Missing functionality by CMA is the usage of the provided QoS-Class
and Service-ID in the sent PR/MPR. When a response is obtained it is
an existing requirement for the CMA to use the PR/MPR from the
response in setting up the QP address vector.
I think the RDMA CM needs two solutions, depending on which address
family is used. For IPv6, the existing interface is sufficient, and
works for both IB and iWarp. The RDMA CM only needs to include the TC
and FL as part of its PR query. For IPv4, to remain transport
neutral, I think we should add an rdma_set_option() routine to specify
the QoS field. The RDMA CM would include the QoS field for PR query
under this condition.
For IB, this requires changes to the ib_sa to support the new PR
extensions. I don't think we gain anything having the RDMA CM include
service IDs as part of the query.
6. SDP -------
SDP uses CMA for building its connections. The Service-ID for SDP is
0x000000000001PPPP, where PPPP are 4 hex digits holding the remote
TCP/IP Port Number to connect to. SDP might be provided with
SO_PRIORITY socket option. In that case the value provided should be
sent to the CMA as the TClass option of that connection.

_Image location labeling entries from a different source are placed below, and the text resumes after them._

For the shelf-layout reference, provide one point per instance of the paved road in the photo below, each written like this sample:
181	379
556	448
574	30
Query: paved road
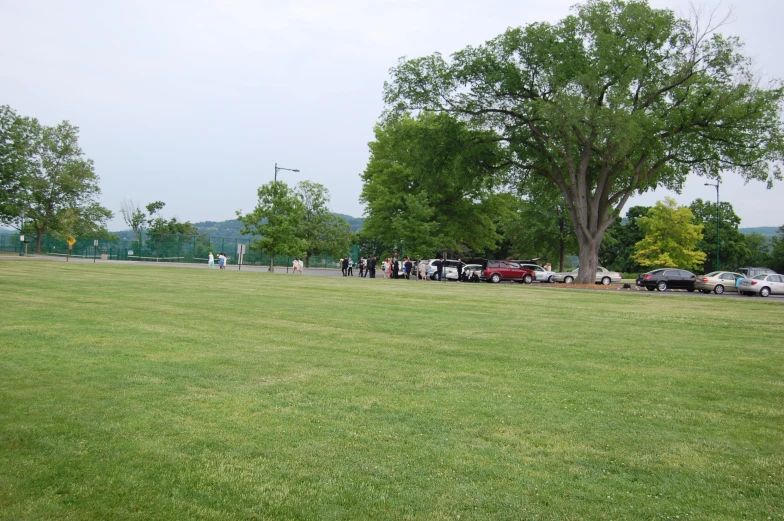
330	272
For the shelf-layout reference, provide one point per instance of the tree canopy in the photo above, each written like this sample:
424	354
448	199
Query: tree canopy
670	237
276	221
426	186
47	179
616	99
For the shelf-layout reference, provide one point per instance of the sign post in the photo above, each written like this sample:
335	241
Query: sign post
71	241
240	254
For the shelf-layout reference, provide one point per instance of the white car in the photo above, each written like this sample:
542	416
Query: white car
603	276
542	275
762	285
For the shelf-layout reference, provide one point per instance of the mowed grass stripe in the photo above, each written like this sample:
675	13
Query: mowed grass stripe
163	393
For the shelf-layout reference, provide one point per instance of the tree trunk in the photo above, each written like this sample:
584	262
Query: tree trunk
589	256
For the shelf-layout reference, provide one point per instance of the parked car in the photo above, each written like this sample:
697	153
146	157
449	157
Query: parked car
762	285
541	274
470	269
449	269
667	278
603	276
496	271
718	282
750	273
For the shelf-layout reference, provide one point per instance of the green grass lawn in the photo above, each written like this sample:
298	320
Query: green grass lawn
140	392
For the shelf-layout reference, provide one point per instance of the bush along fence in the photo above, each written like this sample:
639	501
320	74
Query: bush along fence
156	248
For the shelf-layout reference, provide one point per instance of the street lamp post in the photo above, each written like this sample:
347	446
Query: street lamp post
277	169
718	210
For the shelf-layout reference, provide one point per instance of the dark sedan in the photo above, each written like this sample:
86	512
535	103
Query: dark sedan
667	278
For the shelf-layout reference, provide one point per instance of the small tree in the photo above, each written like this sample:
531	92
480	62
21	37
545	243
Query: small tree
133	217
732	243
671	237
277	219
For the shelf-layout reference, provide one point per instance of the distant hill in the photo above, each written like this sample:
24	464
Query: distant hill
231	229
767	231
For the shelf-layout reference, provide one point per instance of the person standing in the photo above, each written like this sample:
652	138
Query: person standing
439	268
408	267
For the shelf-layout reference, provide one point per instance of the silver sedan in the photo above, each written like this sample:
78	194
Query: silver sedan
603	276
718	282
762	285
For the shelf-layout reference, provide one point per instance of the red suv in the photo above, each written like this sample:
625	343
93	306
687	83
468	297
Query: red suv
496	271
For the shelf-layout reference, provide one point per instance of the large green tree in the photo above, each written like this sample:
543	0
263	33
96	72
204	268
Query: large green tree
733	250
276	220
618	245
616	99
48	179
670	237
538	227
426	186
322	231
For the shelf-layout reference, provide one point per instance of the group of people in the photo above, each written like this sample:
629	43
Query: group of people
221	260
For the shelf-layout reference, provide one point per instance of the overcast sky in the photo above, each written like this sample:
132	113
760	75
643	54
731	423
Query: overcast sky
192	102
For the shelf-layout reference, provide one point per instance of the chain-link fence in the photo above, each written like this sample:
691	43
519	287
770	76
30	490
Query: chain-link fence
157	248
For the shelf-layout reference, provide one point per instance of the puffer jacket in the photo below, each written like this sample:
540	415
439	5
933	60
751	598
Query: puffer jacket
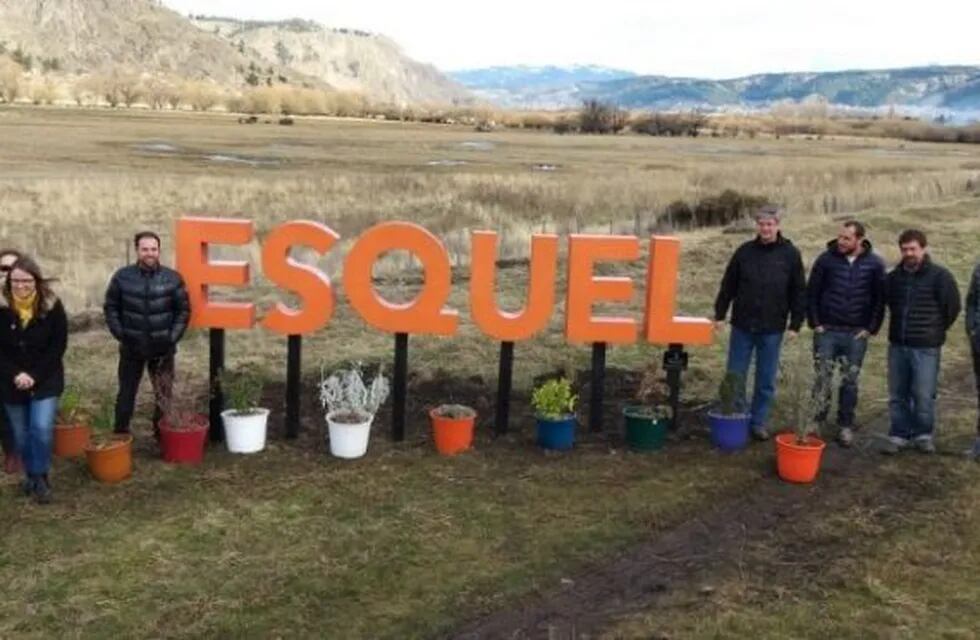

SDP would use specify the QoS through the IPv6 address or
rdma_set_option() routine.
7. SRP -------
Current SRP implementation uses its own CM callbacks (not CMA). So
SRP should fill in the Service-ID in the PR/MPR by itself and use
that information in setting up the QP. The T10 SRP standard defines
the SRP Service-ID to be defined by the SRP target I/O Controller
(but they should also comply with IBTA Service- ID rules). Anyway,
the Service-ID is reported by the I/O Controller in the
ServiceEntries DMA attribute and should be used in the PR/MPR if the
SA reports its ability to handle QoS PR/MPRs.
I agree.
8. iSER -------- iSER uses CMA and thus should be very close to SDP.
The Service-ID for iSER should be TBD.
See RDMA CM and SDP.
3.2. PR/MPR query handling: OpenSM should be able to enforce the
provided policy on client request. The overall flow for such requests
is: first the request is matched against the defined match rules such
that the target QoS-Level definition is found. Given the QoS-Level a
path(s) search is performed with the given restrictions imposed by
that level. The following two sections describe these steps.
If we use the QoS hierarchy outlined above, I think we can construct
some fairly simple tables to guide our PR selection. The SA may need
to construct the tables starting at the bottom and working up, but I
*think* it could be done. And by distributing the tables, we can
support a more distributed (a la local SA) operation.
From an administration point, I would be happier seeing something
where the administrator defines a QoS level in terms of latency or
bandwidth requirements and relative priority. Then, if desired, the
administrator could provide more details, such as indicating which
nodes would use which services, minimum required MTUs, etc. It would
then be up to the SA to map these requirements to specific TC, FL, SL,
VL values.
In general, though, I'm personally far less concerned with the QoS
specification interface to the SA, versus the operation that takes
place on the hosts.
Comments on using this approach on the host side?